On the Supreme Court judgement which voided the congresses of the APC, Senator Magnus Abe said going against a subsisting court order was clear senselessness.
“I am sure that you have all heard of the historic decision of the Supreme Court of the Federal Republic of Nigeria which affirmed the position of the High Court of Rivers State that the action of the party excluding members of this party from the process and depriving them of the constitutional right was wrong; and to do so in the face of a clear order of a court of competent jurisdiction is nothing but senselessness”.
“And so for anybody to continue to parade themselves either as a candidate of the APC arising from a process that has clearly been voided by the Court is nothing but political rascality of the highest order”.
“And I think it is time for right thinking members and leaders of this party to put this whole thing to an end and put the party in a frame to begin our hard-work towards the realization of our dream of taking over Rivers State”.

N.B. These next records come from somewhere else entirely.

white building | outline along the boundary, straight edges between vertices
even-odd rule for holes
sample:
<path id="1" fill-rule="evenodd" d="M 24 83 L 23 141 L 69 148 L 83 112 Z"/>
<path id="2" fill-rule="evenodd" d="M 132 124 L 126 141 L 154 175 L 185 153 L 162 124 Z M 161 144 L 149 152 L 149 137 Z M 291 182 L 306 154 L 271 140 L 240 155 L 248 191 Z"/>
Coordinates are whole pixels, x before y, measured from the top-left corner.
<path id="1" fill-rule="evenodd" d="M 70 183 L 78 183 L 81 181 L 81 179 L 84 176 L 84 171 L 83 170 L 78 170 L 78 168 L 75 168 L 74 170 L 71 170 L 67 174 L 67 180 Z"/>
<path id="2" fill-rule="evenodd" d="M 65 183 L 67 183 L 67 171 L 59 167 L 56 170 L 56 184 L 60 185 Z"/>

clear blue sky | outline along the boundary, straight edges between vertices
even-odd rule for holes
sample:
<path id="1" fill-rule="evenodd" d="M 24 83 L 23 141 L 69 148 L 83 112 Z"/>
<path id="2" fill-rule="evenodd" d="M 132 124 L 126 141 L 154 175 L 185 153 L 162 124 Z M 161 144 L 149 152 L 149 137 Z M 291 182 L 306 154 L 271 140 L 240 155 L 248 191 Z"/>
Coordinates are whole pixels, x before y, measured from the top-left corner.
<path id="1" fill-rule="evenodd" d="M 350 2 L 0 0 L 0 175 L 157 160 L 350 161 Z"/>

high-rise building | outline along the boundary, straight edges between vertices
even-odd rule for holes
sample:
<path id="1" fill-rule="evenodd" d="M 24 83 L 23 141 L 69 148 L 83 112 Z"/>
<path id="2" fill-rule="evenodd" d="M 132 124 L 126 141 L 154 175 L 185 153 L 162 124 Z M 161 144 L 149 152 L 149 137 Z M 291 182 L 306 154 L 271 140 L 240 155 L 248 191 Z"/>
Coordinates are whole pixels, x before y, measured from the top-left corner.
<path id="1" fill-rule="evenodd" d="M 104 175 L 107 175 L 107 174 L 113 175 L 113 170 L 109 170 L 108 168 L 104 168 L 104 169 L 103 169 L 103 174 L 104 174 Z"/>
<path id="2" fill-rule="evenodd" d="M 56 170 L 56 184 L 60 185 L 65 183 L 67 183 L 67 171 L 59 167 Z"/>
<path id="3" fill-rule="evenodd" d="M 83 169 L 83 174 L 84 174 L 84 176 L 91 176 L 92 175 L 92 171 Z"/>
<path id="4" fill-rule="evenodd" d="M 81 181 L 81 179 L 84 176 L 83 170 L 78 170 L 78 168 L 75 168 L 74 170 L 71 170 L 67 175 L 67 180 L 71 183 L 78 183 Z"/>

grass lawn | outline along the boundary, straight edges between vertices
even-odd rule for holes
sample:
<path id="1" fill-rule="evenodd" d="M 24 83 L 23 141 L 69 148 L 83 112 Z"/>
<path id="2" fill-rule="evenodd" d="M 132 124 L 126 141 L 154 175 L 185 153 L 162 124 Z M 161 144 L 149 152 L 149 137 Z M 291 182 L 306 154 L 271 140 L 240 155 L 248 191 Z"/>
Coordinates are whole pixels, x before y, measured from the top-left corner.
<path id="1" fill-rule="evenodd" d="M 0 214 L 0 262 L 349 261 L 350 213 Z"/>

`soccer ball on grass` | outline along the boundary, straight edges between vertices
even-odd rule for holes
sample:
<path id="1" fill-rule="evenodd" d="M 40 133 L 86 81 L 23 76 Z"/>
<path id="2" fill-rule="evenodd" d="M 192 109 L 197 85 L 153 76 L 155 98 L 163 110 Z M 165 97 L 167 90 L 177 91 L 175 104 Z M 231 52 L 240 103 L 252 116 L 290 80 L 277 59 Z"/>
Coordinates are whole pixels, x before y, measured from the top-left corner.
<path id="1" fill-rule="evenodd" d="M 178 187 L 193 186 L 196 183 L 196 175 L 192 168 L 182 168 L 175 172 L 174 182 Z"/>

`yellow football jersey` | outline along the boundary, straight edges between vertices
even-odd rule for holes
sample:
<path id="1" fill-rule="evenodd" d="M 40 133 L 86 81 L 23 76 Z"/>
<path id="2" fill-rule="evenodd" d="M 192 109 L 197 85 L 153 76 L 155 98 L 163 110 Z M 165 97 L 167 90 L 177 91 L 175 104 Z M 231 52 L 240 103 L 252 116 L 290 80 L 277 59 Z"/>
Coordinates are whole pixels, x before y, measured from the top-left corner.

“Luckily the party conducted proper primaries here in Rivers State in the form of the direct primaries. And I believe that the proper thing to do is to do the right thing since the other primary was done in clear violation of an existing order of a Court of Competent Jurisdiction”.
From the foregoing, the Rivers APC seems to have shot itself in the leg for not being able to resolve simple internal wrangling that has metamorphosed into a phenomenon that confounds all political commentators and observers including the almighty INEC.
The Rivers APC to some people, deserves a special place in the Guinness Book of Records, having defiled all known theories in crisis management in the political history of this country.
But suffice to say in the words of Lori Dowdy that, “If it looks like a duck, walks like a duck and talks like a duck, it probably needs a little more time in the microwave”. That may be till 2023 Insha Allah!